Businesses must embrace ‘profits with purpose’
While trust in our key institutions has eroded over the past few years, people have higher expectations of business than they had in the past. They believe that businesses can, and should, play a positive role in society, focusing on a broader purpose, while making profits.
This sentiment was expressed frequently at the 2019 World Economic Forum in Davos, Switzerland. In the words of the CEO of Unilever, consumers want to know how brands are “making society and the planet a little better.”
Responsible investing is also gaining traction as investors are putting their money toward companies that show a high level of corporate social responsibility.
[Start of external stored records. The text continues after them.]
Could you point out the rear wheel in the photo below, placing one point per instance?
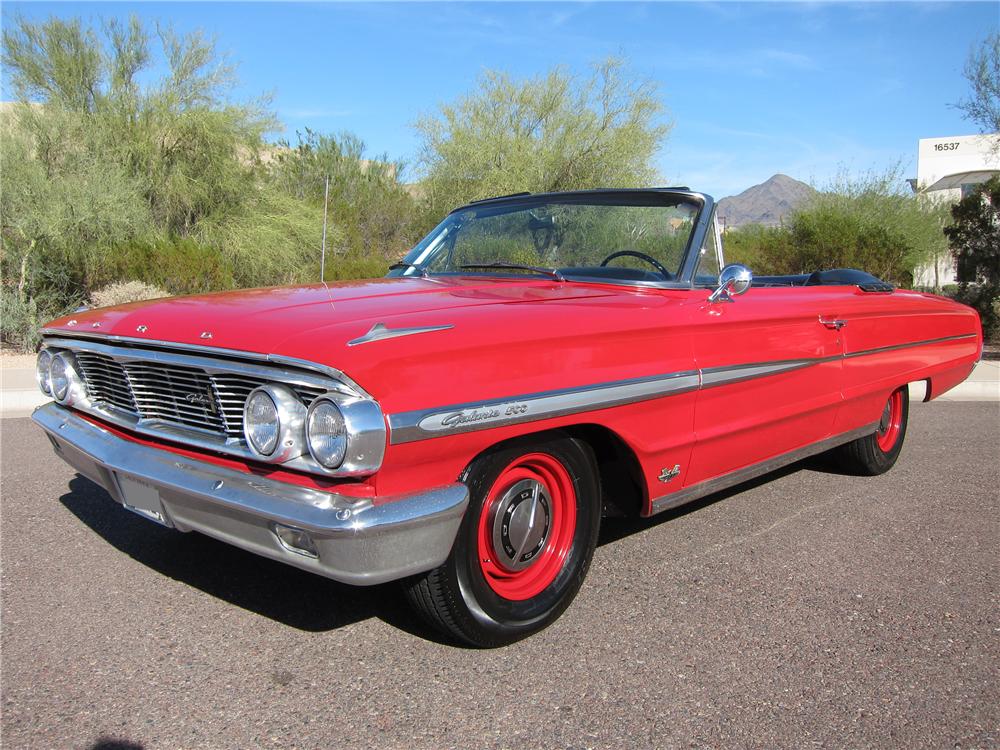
(524, 546)
(876, 453)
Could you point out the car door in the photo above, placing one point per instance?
(771, 376)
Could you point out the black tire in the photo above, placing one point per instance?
(875, 454)
(472, 597)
In his annual letter to CEOs, the head of Blackrock, a large investment firm, opined last month, “Purpose is not the sole pursuit of profits but the animating force for achieving them. Profits are in no way inconsistent with purpose.”
Today’s customers and employees alike assign their loyalties to organizations that contribute to making the world a better place and to improving people’s lives. Businesses, in turn, are responding and embracing the concept of “profit with purpose.” What was once seen as the purview of social enterprises and non-profit organizations is becoming the mantra for businesses of all types.
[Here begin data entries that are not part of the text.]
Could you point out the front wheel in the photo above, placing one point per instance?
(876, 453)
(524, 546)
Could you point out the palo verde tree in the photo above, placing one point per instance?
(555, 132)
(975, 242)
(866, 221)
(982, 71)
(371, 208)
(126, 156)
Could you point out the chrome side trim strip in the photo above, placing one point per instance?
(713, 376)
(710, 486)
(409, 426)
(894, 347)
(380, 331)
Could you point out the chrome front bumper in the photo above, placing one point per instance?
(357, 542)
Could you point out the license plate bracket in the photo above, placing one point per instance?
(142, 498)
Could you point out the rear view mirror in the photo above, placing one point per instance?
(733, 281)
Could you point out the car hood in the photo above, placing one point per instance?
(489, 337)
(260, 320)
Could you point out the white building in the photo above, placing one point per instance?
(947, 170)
While a myriad of functional and emotional motivators drive our purchasing decisions, we also expect businesses to be proactive in solving long-standing societal issues, ranging from gender and income inequality to access to clean water.
At the Gustavson School of Business, we are firm believers in the principle of responsible management — the idea that businesses benefit from being accountable to communities and society, as well as to investors. To understand Canadians’ perceptions of trust in more than 300 different brands, and how those perceptions are shifting, we conduct an annual survey. We measure the beliefs that brands deliver on their promises of reliability, quality and good value, that they communicate with us fairly and treat us well as customers and that they play a positive role in society.
Every year, the index provides new insights into consumer behaviour and interactions with brands. The results of the most recent index highlighted that besides the functional performance of a brand (quality, reliability, value for money) and the way it relates to its customers, consumers also pay close attention to a brand’s values and its social responsibility. In other words, consumers embrace brands that reflect the values they hold high and they shun those that fall short. Brands such as MEC that translate individual feedback into tangible improvements consistently earn our trust. On the other hand, brands that violate our trust through active malfeasance or a lack of transparency remain mired at the bottom of our rankings. The key indicator of a business’s success isn’t what it takes from society, but what it gives back.
The good news is that more organizations are recognizing that the revenue-generating side of a business and the socially responsible side are inextricably linked. Many brands have started to leverage the power of innovation as it relates to both product and social impact.
For instance, U.S. waste-recycling firm TerraCycle recently announced a waste-free shopping platform called Loop as a way to address the large volumes of plastic waste that is being dumped into our oceans. Eight of the 10 companies that Greenpeace has listed as the world’s largest contributors to the plastic waste crisis are to run a pilot Loop scheme, aimed at reducing the use of disposable containers.
Brands that confront our anxieties and address them in honest and authentic ways will forge more meaningful relationships and earn the loyalty of consumers.
With the emerging trend for investors to buy into companies that deliver positive social change alongside financial returns it will be interesting to see which businesses embrace the concept of profit with purpose.